This website uses cookies

Read our Privacy policy and Terms of use for more information.

Welcome to The Iconic Edge. My goal is to help you find, elevate, and monetise your iconic identity, so you can succeed in the AI age.

Apologies, I'm a bit late getting this week's edition out.

It was my mum's 80th birthday on Sunday and I hosted a garden party for her. But I underestimated how much time it would take to clear up, and how exhausted I would be!

It was worth it, as it was a great day and Mum was the star of the show.

As I watched her making her speech about her life in front of family and friends, I got stuck on a thought I couldn't shake.

When my mum was born, there was no internet. No mobile phones. No email. Her first TV was black and white. She used a typewriter at her first job. She posted actual letters to stay in touch with people. A video call would have sounded like science fiction.

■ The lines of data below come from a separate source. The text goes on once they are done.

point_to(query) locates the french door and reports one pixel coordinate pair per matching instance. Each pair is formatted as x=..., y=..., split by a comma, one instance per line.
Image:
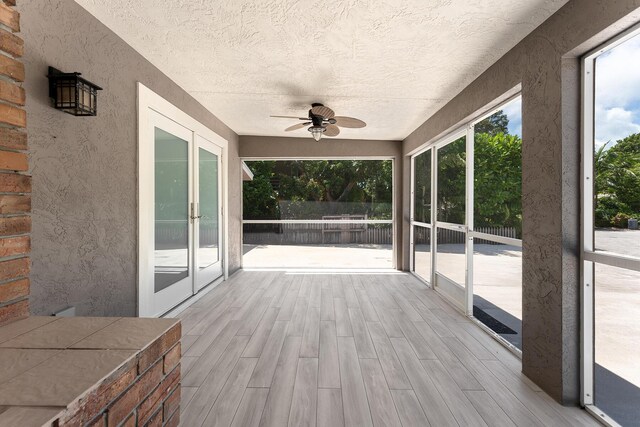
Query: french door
x=182, y=190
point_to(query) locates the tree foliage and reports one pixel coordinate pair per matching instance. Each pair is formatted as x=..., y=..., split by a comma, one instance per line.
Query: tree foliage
x=280, y=189
x=617, y=182
x=309, y=189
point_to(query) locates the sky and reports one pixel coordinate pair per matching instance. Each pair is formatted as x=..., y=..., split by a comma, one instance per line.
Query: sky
x=617, y=100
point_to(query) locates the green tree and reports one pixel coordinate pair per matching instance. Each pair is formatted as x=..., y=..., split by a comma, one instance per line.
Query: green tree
x=498, y=181
x=617, y=181
x=343, y=187
x=495, y=124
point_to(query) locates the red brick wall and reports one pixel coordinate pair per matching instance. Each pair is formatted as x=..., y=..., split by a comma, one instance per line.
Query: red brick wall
x=15, y=183
x=145, y=392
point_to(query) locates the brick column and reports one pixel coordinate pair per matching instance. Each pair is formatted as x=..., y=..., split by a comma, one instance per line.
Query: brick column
x=15, y=183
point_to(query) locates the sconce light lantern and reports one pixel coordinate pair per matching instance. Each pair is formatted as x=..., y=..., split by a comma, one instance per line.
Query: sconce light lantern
x=73, y=94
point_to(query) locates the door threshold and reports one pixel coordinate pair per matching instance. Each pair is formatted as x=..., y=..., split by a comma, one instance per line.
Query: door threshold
x=193, y=299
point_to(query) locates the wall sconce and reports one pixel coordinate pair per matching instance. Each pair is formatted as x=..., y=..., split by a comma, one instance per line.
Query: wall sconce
x=73, y=94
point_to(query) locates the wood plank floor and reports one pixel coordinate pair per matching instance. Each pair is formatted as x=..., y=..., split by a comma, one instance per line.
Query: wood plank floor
x=303, y=349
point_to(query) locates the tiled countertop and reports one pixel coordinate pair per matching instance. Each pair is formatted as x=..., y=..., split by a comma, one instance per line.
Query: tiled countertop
x=48, y=363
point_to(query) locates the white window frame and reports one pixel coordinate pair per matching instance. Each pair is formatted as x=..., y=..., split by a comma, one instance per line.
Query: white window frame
x=589, y=255
x=148, y=102
x=467, y=130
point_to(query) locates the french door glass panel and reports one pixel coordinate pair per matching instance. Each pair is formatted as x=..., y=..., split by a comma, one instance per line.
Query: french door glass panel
x=207, y=213
x=182, y=250
x=172, y=252
x=209, y=249
x=169, y=260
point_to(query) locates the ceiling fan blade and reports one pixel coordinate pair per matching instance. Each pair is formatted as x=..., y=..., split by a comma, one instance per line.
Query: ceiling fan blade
x=321, y=110
x=332, y=130
x=296, y=127
x=349, y=122
x=290, y=117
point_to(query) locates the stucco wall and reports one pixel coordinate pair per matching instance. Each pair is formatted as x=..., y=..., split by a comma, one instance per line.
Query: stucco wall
x=84, y=168
x=546, y=64
x=270, y=147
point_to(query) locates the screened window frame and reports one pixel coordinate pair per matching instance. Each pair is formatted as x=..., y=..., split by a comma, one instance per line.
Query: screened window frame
x=467, y=130
x=589, y=255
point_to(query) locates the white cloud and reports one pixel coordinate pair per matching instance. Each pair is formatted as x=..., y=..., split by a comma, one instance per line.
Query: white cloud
x=617, y=102
x=617, y=75
x=614, y=124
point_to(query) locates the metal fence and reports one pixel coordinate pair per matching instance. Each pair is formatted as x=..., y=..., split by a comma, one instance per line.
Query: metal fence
x=317, y=234
x=422, y=236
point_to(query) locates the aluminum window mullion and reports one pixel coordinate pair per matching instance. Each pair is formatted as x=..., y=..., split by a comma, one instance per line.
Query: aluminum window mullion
x=451, y=226
x=317, y=221
x=412, y=261
x=434, y=215
x=469, y=188
x=497, y=239
x=421, y=224
x=620, y=261
x=587, y=286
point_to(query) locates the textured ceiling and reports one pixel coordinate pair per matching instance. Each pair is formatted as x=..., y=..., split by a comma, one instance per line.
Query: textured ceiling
x=389, y=63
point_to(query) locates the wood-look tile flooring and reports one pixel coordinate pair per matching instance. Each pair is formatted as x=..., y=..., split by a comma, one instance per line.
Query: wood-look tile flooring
x=293, y=349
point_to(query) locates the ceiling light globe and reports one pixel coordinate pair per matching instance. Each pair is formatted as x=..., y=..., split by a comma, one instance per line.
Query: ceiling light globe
x=316, y=132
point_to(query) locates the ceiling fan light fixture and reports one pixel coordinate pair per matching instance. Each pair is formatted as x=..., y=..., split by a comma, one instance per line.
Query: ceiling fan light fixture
x=316, y=132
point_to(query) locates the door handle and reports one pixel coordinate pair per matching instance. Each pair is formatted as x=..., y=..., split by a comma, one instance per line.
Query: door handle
x=193, y=215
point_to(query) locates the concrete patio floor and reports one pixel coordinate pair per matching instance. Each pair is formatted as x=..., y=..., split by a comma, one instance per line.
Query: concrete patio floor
x=498, y=280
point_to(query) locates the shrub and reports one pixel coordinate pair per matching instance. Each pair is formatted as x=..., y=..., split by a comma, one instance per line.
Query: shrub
x=621, y=220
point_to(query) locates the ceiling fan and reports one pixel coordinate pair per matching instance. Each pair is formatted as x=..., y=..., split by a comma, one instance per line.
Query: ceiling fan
x=323, y=121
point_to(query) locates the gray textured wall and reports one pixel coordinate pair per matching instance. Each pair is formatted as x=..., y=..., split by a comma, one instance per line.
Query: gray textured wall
x=271, y=147
x=546, y=63
x=84, y=169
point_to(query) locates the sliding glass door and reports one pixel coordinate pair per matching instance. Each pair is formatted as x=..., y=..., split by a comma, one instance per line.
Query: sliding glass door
x=611, y=239
x=450, y=225
x=468, y=246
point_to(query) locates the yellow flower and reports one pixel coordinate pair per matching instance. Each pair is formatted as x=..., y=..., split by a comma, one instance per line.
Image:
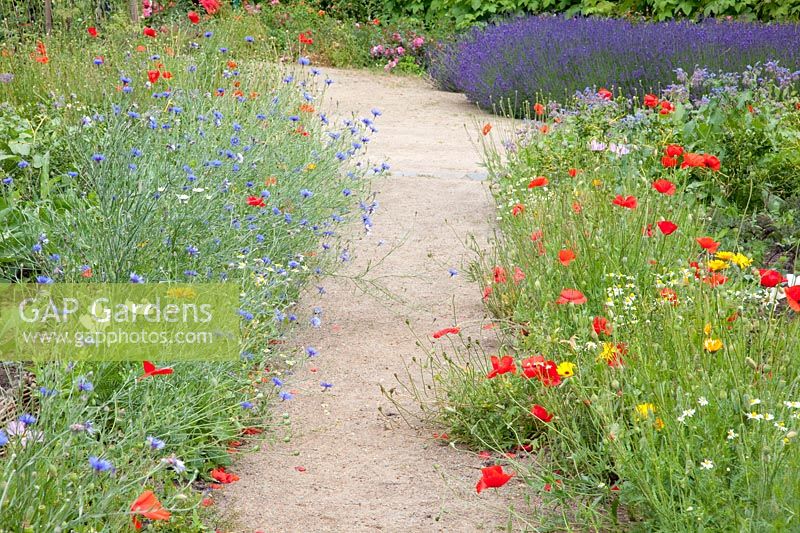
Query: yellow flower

In one lifetime, she went from typewriters to ChatGPT.

My mum handled change well for most of her life. New technology? She figured it out. New systems, new processes? Fine. When I got her an iPad for her 70th, she was delighted. She adapted, because the changes came at a pace she could absorb.

Now, though? She finds it harder. The smartphone updates that move all the buttons. The apps that replace the thing she just learned. The necessity of an app just to park her car.

The rate of change overtook her rate of adapting.

This is the bit that matters for you

The change my mum saw across 80 years? We're going to experience that scale of shift in the next 10. Maybe less.

Which means the ability to handle constant change is no longer just a nice personality trait. It's a necessity.

It's also a skill you can build. But if you don't build it deliberately, the pace will eventually overtake you too, the same way it's overtaking my mum with her smartphone.

And I mean something more practical than the motivational poster version of resilience (bouncing back, staying positive, grit). I mean your capacity to stay in motion when the ground keeps moving in the working world.

And it will keep moving, fast. That is a fact.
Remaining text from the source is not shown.